Ночь надвигалась. В покое, где они были, стало темно. Неясно намечалась в углу фигура недвижно сидящего гэлюна. Четки не двигались в его руках. Казалось, он заснул.

После продолжительного молчания тихо и точно с каким-то упреком стал говорить лама.

– Мир, отрекшийся от Бога и Им установленных законов, ты назвал культурным?…

Мир, поклонившийся золотому тельцу, ты называешь культурным?… Да ведь в этом, тобою названном культурном мире – такое одичание, какого история не запомнит. В твоем культурном мире: рабство в самой ужасной форме… Одичание, озверение…

Дикая наглость… И ты там думаешь найти людей, твоему русскому горю сочувствующих и его понимающих?…

Петрик пожал плечами. Лама заметил его движение.

– Ты мне не веришь? Ты думаешь: зазнался монгол!.. Азиат!.. Гнилой запад!..

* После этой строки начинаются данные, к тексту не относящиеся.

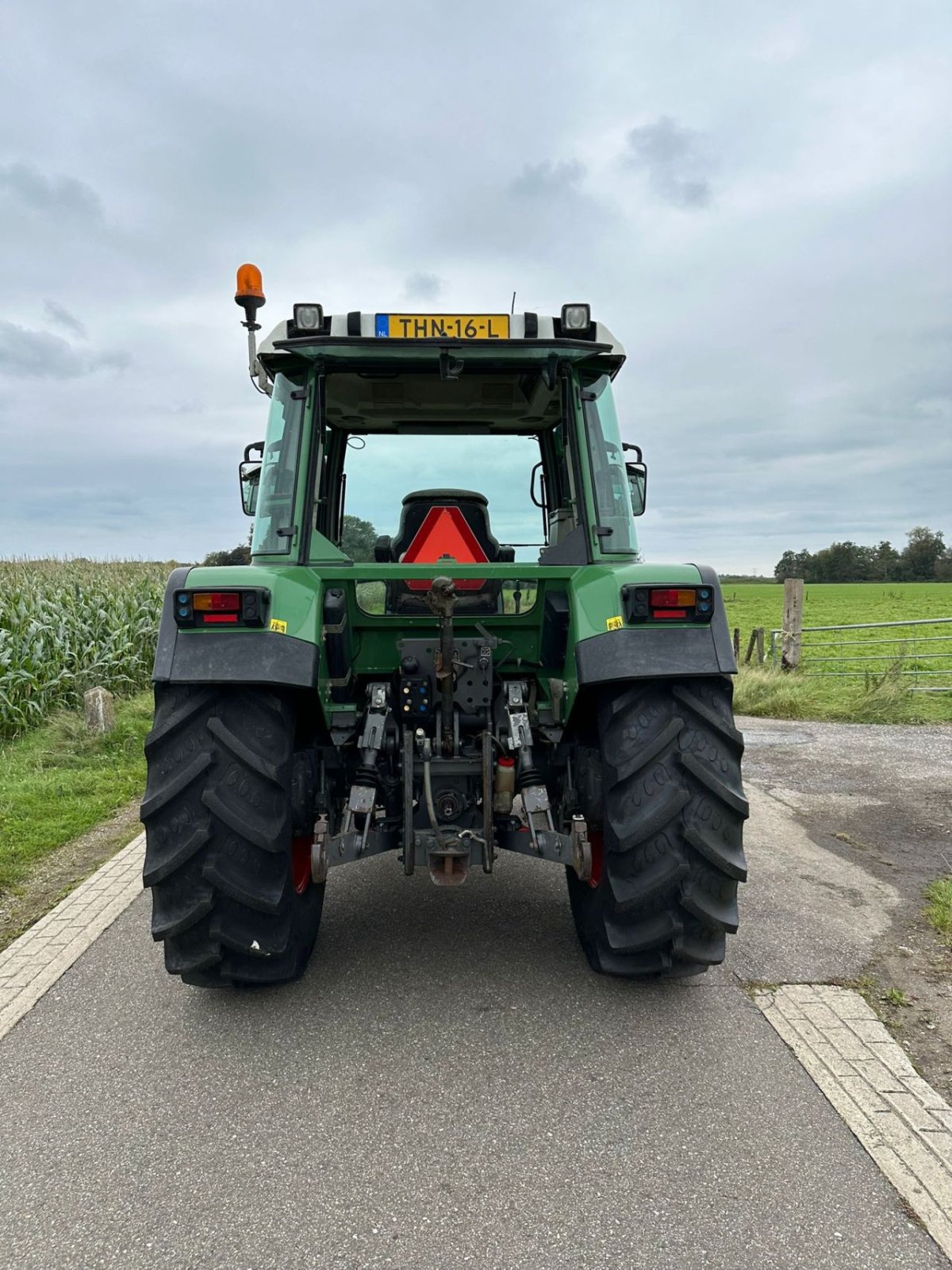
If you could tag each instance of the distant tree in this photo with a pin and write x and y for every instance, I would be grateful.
(795, 564)
(885, 562)
(919, 556)
(238, 556)
(359, 539)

Монах неслышно открыл дверь и принес в комнату круглый бумажный фонарь. От него светлее стало в покое. Неопределенные тени побежали по белым каменным стенам.

Сидевший в углу гэлюн поднял голову.

– Пойдем, сын мой, потолкуем еще, если ты не слишком устал.

"Канбо-лама" сделал знак пришедшему монаху, тот раскрыл двери – и гэлюн, за ним Джорджиев и Петрик пошли за светившим им фонарем монахом и стали спускаться по крутой каменной лестнице.